Abu Dhabi: It was a normal day and 15-year-old Ebrahim Abu Nemir had taken a small nap after coming home from school. But when he woke up, he couldn’t speak. His parents knew something was wrong.

They rushed him to hospital, thus preventing a stroke that could have been fatal without timely intervention.

“I’ve learnt that a stroke can happen to anyone, at any age. My parent’s timely actions saved my life, and this was only possible because they recognised the symptoms of stroke,” Abu Nemir, a Palestinian student, told Gulf News.

In fact, on the fateful day, Mahmoud Ebrahim, 45, Abu Nemir’s father and a restaurant owner, noticed his son’s inability to speak. The boy was also unable to move his left arm and leg, tell-tale symptoms of a stroke.

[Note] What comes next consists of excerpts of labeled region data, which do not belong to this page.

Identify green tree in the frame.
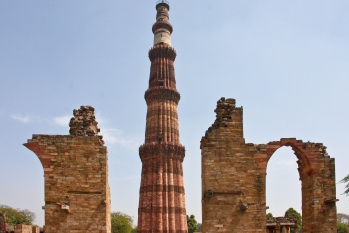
[285,208,302,233]
[0,205,35,226]
[111,212,137,233]
[196,223,202,232]
[187,214,199,233]
[339,175,349,196]
[337,222,349,233]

“Fortunately, the youth was brought to the hospital within the three-hour stroke treatment window,” Dr Jamal Alkoteesh, consultant and chief of interventional radiologist at Al Ain Hospital, told Gulf News.

“Upon treatment, we found that Abu Nemir was born with a rare heart condition in which one of his left heart chamber walls was not smooth and even. This allows clots to form and travel through the vessels and block them,” the doctor added.

Ibrahim Abu Nemir
Ibrahim Abu Nemir (centre) with his father, Mahmoud Ibrahim (left) and Dr Jamal Alkoteesh. Image Credit: Supplied

The surgical team performed a stroke mechanical thrombectomy to remove the clot.

“This is the first time in ten years that I’ve performed a surgical removal of a clot in a child in Al Ain. Prior to the procedure, we even consulted with international specialists who’ve seen such cases,” added Dr Alkoteesh.

The surgeons inserted a catheter through a two-millimetre opening in Abu Nemir’s groin, and used another aspiration catheter to suck out the clot.

Dr Alkoteesh said Abu Nemir’s condition started to improve a few hours after the procedure. He was closely followed for seven days afterwards, before being discharged.

“The patient has to be on anticoagulants for life, but otherwise the incident has not affected his overall health,” he said.

While Abu Nemir’s case is rare, Dr Alkoteesh that the prevalence of strokes among younger residents is on the rise.

“Over the last ten days alone, I’ve dealt with three cases of stroke among patients in their 30s. This is not common outside the region and calls for immediate action to curtail lifestyle diseases,” he said.